Während sie neue Formen schaffen, dekonstruieren diese Schriftstellerinnen auch kulturelle Mythen über Weiblichkeit und weibliches Verhalten. Um diese Mythen zu verstehen, präsentiert das Buch auch neue Lesarten einiger kanonischer Romane von Jose de Alencar, Machado de Assis, Manuel Antonio de Almeida und Aluisio Azevedo, die von Männern verfasst wurden. Der besondere Fokus auf weibliche Sexualität und Begehren trägt dem inneren Zusammenhang zwischen Sexualität und individuellem Identitätsgefühl und seiner Bedeutung für die weibliche Identität angesichts der historischen Unterdrückung des weiblichen Körpers und der Doppelmoral, die in vielen westlichen Kulturen noch immer vorherrscht, Rechnung.

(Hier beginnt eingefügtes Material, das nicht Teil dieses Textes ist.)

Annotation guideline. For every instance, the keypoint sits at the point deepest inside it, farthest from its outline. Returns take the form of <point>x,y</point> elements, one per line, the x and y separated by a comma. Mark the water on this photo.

Bei der Erörterung der von brasilianischen Dichterinnen und Schriftstellerinnen angewandten Strategien spricht Ferreira-Pinto einige soziale und kulturelle Themen an, die mit dem Gefühl der Frau für den eigenen Körper und die eigene Sexualität zusammenhängen: die Charakterisierung von Frauen aufgrund von Rassenmerkmalen und Klassenhierarchie, die Ehe, die Mutterschaft, das Schweigen über das lesbische Subjekt und das Älterwerden. Ferreira-Pintos Analyse stützt sich auf die Arbeiten verschiedener Kritiker und Theoretiker, darunter Helene Cixous, Teresa De Lauretis, Adrienne Rich, Gloria Anzaldua, Georges Bataille und Wilhelm Reich.